Anyway, here are a few of the ideas i scribbled after the meeting

  • sovereignty should rest at many levels, but primary sovereignty should rest at whatever level allows optimum balance between individual sovereignty and community involvement.
  • this optimum level will be the level at which consensus decision making works best.
  • consensus might work among 10,000 people of similar mind, but not among 10 people who fundamentally disagree so the size of a local community depends on the people in it.
  • this might tend communities to move towards ghettoisation – people living only with ‘people like them’, however, shared larger scale institutions and networks (especially online networks), interdependence of communities and a constant flow of people between communities to another should be. I also believe that the differences between people in our current society will fade when people are free and able to express their power.
  • we should think about structures and arrangements that might help these communities to thrive, but NOT prescribe a blueprint of how we believe these should look – the only people who can do this are the members of each community themselves.
  • we should focus on practical, small scale, bottom-up steps that communities can take to move towards local sovereignty.
  • these steps fall into 2 categories a) taking power from institutions that already have power (council, government, corporations, landowners) b) making new power (communities setting up and running schemes themselves)
  • we should actually DO these things – people interested should come together in a community and start working on it.

idea for what people could actually DO at copenhagen

the real danger is the that hordes of lobbyists and government who want an ineffectual, but profitable carbon trading system get their way.

actions should target these 'bad guys' in copenahgen - (and back in their home countries) stop them from getting off their planes, out of their hotels, into the conference centre, holding meetings or doing anything! whilst at the same time demanding the rest of the delegates 'don't trade away our future'

despite my overall negativity about the whole UNFCCC process i still think that a good copenhagen with scientifically based mandatory caps and no trading would be a hugely helpful framework for people to force governments and corporations to act responsibly, but that if they don't manage it now they probably never will.


I just don't care if people care


I've just come accross a few files on my computer from the autumn of 2007 where i was thinking about where we were in the climate change communication issue. They're full of ideas about how we persuade people about the need for action, how we enthuse and engage people who are just on the edge of caring about climate change.

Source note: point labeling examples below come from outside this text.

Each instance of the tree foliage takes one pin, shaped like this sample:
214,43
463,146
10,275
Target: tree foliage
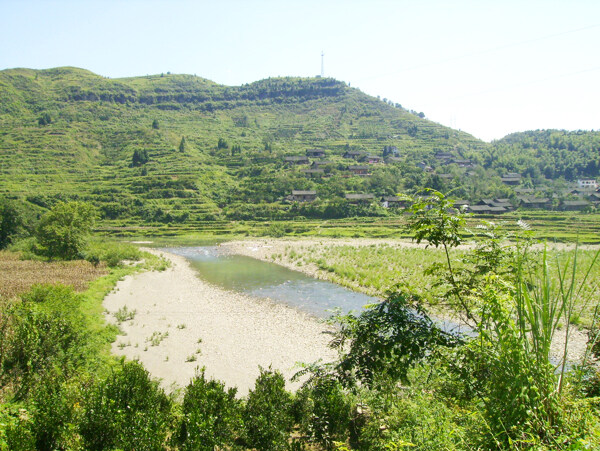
11,222
62,232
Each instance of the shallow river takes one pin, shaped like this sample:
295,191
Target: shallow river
268,280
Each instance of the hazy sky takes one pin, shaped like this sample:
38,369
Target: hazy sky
486,67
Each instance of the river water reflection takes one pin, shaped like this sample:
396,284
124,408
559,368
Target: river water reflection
269,280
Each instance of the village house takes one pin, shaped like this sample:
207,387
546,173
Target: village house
295,160
486,209
534,202
361,199
425,166
394,160
313,173
461,163
574,205
587,184
512,178
373,159
319,164
315,153
353,154
443,157
303,196
394,202
359,170
391,151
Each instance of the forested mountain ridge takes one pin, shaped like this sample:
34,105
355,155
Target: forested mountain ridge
183,149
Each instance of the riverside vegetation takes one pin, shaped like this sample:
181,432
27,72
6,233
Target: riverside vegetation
399,381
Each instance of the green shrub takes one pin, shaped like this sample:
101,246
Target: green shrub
327,411
126,410
268,415
48,332
211,415
15,429
111,252
53,414
62,232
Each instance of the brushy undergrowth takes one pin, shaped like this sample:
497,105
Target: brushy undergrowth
399,380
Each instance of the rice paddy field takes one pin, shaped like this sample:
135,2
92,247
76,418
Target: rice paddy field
377,268
17,276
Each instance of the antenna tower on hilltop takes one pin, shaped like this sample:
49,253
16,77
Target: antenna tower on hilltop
322,64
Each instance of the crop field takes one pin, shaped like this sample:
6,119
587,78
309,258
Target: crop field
17,276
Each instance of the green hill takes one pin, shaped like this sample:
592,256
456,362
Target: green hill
205,151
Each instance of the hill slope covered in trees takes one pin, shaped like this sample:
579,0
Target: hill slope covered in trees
182,149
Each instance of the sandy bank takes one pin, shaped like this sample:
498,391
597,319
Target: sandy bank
182,323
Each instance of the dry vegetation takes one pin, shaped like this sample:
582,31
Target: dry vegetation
17,276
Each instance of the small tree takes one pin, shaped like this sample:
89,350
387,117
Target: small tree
211,415
267,416
62,232
44,119
11,222
222,144
140,157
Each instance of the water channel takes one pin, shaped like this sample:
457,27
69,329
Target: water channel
269,280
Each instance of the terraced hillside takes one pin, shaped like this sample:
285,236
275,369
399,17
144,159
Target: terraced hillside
68,133
182,151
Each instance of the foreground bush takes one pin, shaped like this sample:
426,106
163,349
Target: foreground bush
126,410
211,415
268,413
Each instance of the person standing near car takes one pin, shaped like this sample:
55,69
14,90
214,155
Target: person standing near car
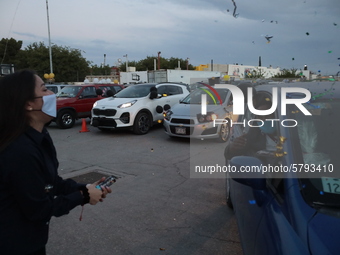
31,192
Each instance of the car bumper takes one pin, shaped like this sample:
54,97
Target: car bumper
111,118
197,131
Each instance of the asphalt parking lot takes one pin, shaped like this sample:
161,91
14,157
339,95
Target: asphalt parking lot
155,207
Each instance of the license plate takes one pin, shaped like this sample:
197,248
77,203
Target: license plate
180,130
331,185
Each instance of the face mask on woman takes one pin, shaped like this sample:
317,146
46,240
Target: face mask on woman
49,105
268,127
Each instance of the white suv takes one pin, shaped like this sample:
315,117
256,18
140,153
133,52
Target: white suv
137,106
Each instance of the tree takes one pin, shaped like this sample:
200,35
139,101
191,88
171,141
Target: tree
286,73
256,73
148,64
68,64
9,48
100,70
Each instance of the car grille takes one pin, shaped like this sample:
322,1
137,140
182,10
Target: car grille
104,112
188,130
104,122
182,121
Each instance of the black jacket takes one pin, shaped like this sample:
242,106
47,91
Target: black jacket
31,192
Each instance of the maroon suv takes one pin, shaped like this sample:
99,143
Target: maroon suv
76,101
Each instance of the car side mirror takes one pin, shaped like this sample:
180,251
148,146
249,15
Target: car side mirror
99,92
109,93
247,170
153,94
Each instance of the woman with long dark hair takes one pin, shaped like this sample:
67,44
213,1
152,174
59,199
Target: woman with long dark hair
31,191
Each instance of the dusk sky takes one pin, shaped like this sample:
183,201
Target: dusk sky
303,31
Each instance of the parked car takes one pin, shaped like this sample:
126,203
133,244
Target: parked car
136,107
187,86
185,119
76,101
55,87
295,210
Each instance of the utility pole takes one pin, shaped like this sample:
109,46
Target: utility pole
159,60
126,63
49,37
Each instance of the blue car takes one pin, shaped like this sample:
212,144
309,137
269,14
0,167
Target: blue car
291,205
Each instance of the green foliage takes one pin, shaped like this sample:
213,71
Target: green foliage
256,73
9,48
286,73
100,70
148,64
68,64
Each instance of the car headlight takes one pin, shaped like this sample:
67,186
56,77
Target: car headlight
167,115
128,104
209,117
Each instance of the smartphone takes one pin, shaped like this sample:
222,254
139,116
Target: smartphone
107,182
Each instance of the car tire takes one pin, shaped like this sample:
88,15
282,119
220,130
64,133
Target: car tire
224,133
228,197
142,123
65,119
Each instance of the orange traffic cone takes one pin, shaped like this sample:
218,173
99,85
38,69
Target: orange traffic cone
84,127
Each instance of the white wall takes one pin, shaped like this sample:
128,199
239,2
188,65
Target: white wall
133,77
186,76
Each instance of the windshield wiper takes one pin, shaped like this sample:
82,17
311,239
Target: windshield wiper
319,204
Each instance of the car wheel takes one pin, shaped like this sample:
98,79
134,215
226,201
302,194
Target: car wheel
228,198
65,119
224,132
142,123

How different things are now

I just don't care if people care, we don't have the need or the time to persuade people who need persuading. And the action we need is just so much bigger than what i was thinking of back then ('back then' - it was only 16 months ago, but things really have changed!). But also i am much more optimistic than i was then, ok so we're quite a lot closer to the tipping point but the big economic story has broken the whole thing wide open. In terms of communication the only thing I'm concerned with is cementing the idea of the triple crunch of which the first part is only just beginning to bite, and that if we react in the right way to this we can avoid the worst of all of them. I no longer even think about climate change really (although I know it's the most frightening of the 3 'crunches' by a massive distance) because people are totally focussed on the economic story and possible solutions to that and, as a happy coincidence, the timescales to solve that crisis are just about right to solve the real crisis (rather than the timescales people were folowing on climate change - as if we've got decades) the recession may or may not directly reduce emissions (i tend to to think it wont - in a growth oriented economy businesses don't just accept recession meekly, they fight to reduce every cost and that mean more pollution) but if we can channel the global focus on one issue and clamour for action in the right way, we might just have a chance.